UNITED NATIONS, United States — The Security Council on Monday backed a high-stakes mission by a UN envoy to avert an attack by the Saudi-led coalition on a key port in Yemen that provides a lifeline for humanitarian aid.
The council met behind closed doors to hear UN envoy Martin Griffiths report on his diplomatic efforts to keep the rebel-held port of Hodeida open to shipments of aid and commercial goods.
Britain requested the urgent talks after telling aid agencies on the ground that it had received a warning from the United Arab Emirates that an attack was imminent.
UN Secretary General Antonio Guterres said there were “intense negotiations” by Griffiths with Yemen’s rebel Houthis, Saudi Arabia and the United Arab Emirates to find a “way to avoid the military confrontation in Hodeida.”
Following the closed-door meeting, Russian Ambassador Vassily Nebenzia, who is council president this month, called for de-escalation and said the top UN body would be “closely” following developments.
“We are hoping for the efforts of the special envoy to bring a positive resolution. We left it in his hands for the time being,” Nebenzia told reporters.
The United Nations has warned that up to 250,000 people were at risk if the coalition moves ahead with an all-out offensive to take the port, which is a major entry point for commercial supplies and aid.
UN aid chief Mark Lowcock, who also briefed the council, said an attack on Hodeida would be “catastrophic” and that aid agencies were hoping to “stay and deliver” in Yemen, which the UN describes as the world’s worst humanitarian crisis.

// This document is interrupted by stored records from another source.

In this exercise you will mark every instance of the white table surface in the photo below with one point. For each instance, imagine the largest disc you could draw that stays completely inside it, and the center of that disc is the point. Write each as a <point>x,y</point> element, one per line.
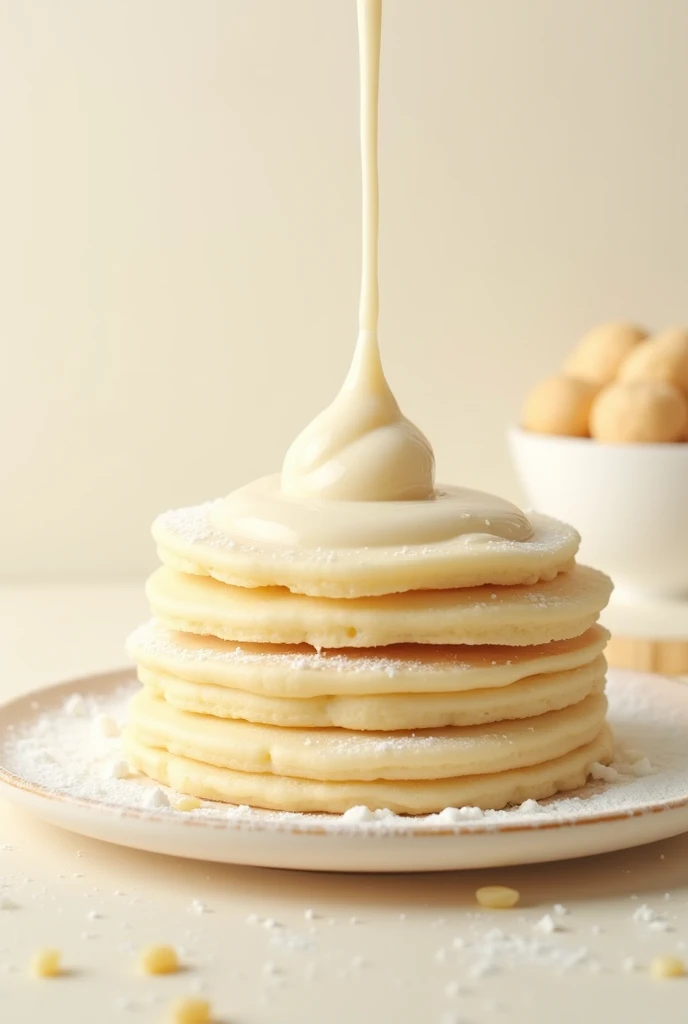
<point>380,948</point>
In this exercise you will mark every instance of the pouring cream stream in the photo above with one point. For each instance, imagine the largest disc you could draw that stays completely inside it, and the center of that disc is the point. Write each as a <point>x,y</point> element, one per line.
<point>360,474</point>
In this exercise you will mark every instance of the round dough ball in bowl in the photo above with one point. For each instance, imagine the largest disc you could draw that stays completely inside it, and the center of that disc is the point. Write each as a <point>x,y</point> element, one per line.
<point>599,354</point>
<point>663,357</point>
<point>630,502</point>
<point>559,406</point>
<point>642,412</point>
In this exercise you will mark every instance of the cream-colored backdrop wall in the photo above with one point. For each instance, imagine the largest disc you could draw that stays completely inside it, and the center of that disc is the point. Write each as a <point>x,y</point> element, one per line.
<point>179,235</point>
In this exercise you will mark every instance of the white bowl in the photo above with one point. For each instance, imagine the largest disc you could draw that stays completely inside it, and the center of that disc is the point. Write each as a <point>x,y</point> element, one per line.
<point>629,502</point>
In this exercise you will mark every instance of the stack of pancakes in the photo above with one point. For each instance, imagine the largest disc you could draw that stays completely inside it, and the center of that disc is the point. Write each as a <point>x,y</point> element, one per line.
<point>287,680</point>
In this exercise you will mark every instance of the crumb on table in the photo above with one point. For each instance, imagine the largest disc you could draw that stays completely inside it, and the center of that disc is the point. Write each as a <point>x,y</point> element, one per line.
<point>190,1011</point>
<point>186,804</point>
<point>159,960</point>
<point>46,964</point>
<point>498,897</point>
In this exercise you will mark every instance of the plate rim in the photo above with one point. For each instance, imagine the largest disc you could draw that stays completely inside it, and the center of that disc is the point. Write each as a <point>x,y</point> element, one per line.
<point>379,829</point>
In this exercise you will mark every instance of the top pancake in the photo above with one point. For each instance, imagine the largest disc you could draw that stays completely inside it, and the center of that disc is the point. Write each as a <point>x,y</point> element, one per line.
<point>188,541</point>
<point>558,609</point>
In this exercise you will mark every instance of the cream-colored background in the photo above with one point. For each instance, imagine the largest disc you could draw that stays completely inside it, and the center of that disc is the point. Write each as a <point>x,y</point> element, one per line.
<point>179,242</point>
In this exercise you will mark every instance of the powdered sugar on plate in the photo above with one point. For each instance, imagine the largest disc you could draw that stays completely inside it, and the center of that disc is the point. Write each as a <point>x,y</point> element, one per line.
<point>57,747</point>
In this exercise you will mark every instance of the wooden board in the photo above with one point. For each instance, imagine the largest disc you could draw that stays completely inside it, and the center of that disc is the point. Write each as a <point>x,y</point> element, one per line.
<point>668,657</point>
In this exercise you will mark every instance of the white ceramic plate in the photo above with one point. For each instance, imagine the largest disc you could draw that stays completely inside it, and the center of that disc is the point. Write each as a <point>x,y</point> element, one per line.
<point>648,713</point>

Yemen relies on imports for 90 percent of its food and 70% of those transit through Hodeida, Lowcock said.
US leans on UAE
The coalition backing Yemen government troops has been closing in on Hodeida after accusing Houthi rebels of smuggling weapons through the port.
US Secretary of State Mike Pompeo said in a statement that he had spoken with Emirati leaders and urged them to work with the United Nations to ensure “the free flow of humanitarian aid and life-saving commercial imports” through Hodeida.
“We recognize the UAE’s security concerns and these need to be addressed,” British Ambassador Karen Pierce told reporters. “But we are also worried about the humanitarian situation.”
Griffiths is set to present on Monday a new peace plan for Yemen, but he has warned that military action could derail that effort.
Eleven humanitarian aid agencies including Oxfam and Save the Children separately wrote to British Foreign Secretary Boris Johnson urging him to warn the coalition that it will lose British support if it attacks Hodeida.
“If an attack does take place, casualties on all sides will be high with a likely catastrophic impact on the civilian population,” they wrote.
More than 22 million people in Yemen are in need of aid — 8.4 million of whom are on the brink of starvation, according to the United Nations.
Since 2015, Saudi Arabia has been leading a military campaign to push back the Houthis and restore the internationally recognized government to power.
The conflict has left nearly 10,000 people dead in Yemen, already the Arab world’s poorest country.